To Be or Not To Be

A little kingdom I possess,
Where thoughts and feelings dwell;
And very hard the task I find
Of governing it well.
~ Louisa May Alcott

...that more or less describes my situation!

~A Wise Man Said~

It is the mark of an educated mind to be able to entertain a thought without accepting it.
~ Aristotle

Friday, March 26, 2021
 

I am feeling a bit under the weather... not heavily so but a general, vague sense. I can't even put my finger on the why. Almost every day I want to say something on this blog but writing this and that on this forum and that on social media sort of leaves me at a loss at the end of the day... like my words have been spent. This bothers me a bit... what I really like about writing on this blog is that I am not oriented specifically to my views being accepted, liked or even understood for that matter.

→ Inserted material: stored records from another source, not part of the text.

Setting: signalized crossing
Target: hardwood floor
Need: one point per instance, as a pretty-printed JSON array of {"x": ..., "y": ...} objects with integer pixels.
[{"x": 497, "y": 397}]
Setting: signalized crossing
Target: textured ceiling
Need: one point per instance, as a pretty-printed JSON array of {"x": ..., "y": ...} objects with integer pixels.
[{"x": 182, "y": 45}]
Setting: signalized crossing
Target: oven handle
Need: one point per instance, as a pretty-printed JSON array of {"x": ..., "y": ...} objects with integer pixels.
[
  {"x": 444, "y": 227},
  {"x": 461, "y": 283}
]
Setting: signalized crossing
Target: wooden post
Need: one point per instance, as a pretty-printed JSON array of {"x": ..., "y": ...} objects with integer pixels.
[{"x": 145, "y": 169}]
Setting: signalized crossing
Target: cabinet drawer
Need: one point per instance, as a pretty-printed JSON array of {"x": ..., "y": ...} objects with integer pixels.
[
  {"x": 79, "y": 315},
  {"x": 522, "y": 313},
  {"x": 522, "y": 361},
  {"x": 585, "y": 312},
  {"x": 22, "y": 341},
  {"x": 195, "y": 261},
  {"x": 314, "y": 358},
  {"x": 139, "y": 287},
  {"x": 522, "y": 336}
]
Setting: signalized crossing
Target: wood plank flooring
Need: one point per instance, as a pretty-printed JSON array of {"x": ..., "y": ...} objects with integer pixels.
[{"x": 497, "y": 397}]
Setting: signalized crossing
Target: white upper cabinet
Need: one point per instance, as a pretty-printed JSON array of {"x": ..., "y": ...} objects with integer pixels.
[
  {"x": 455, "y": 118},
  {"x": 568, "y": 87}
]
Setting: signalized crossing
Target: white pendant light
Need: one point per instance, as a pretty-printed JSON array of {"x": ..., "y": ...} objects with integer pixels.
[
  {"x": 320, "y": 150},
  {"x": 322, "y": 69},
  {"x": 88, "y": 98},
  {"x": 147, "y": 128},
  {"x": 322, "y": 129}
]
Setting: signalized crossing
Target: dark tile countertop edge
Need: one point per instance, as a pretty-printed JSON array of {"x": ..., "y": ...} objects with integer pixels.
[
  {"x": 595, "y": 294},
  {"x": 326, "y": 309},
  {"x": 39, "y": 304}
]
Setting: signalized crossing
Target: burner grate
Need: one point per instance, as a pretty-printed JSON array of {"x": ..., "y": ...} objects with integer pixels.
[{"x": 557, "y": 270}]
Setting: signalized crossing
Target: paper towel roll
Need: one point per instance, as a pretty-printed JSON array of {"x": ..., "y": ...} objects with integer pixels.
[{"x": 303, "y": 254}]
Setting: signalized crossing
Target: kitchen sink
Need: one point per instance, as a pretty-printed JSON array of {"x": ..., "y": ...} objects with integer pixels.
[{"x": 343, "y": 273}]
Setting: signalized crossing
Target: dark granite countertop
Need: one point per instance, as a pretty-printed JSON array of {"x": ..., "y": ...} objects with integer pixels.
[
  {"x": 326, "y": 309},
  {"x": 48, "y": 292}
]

Not to say I don't try my best to be clear but I don't have any expectation of understanding, reciprocation, approval, approbation, agreement... nothing. I feel this is soothing in one way but in another way I ask myself why I need to expect these things anywhere else either? Why can't I adopt this attitude in general to be emotionally distant or detached from feedback, praise, criticism, indifference, etc.? I don't mean that I should ignore constructive feedback or not work on improvement but my stress here is on "emotional detachment" or on not being moved by praise or lack of it. In other words, whether people offer praise or whether they don't see any merit in what I say should not be the scale on which to weigh the strength or weakness or validity of my message. If they indeed do have valid criticism, that should also not make me feel bad but rather good that I was offered a chance to reorient my thinking. The problem is vanity makes one focus on external perception/reception instead of internal coherence, sense, depth, quality of message. This is where I sometimes feel I would profit more by spending more words on my blog than anywhere else... but that is a bit like closing my eyes because I don't want the world to look at me. What is really needed is for me to work on my own attitude rather than escape the avenues that put a demand on me.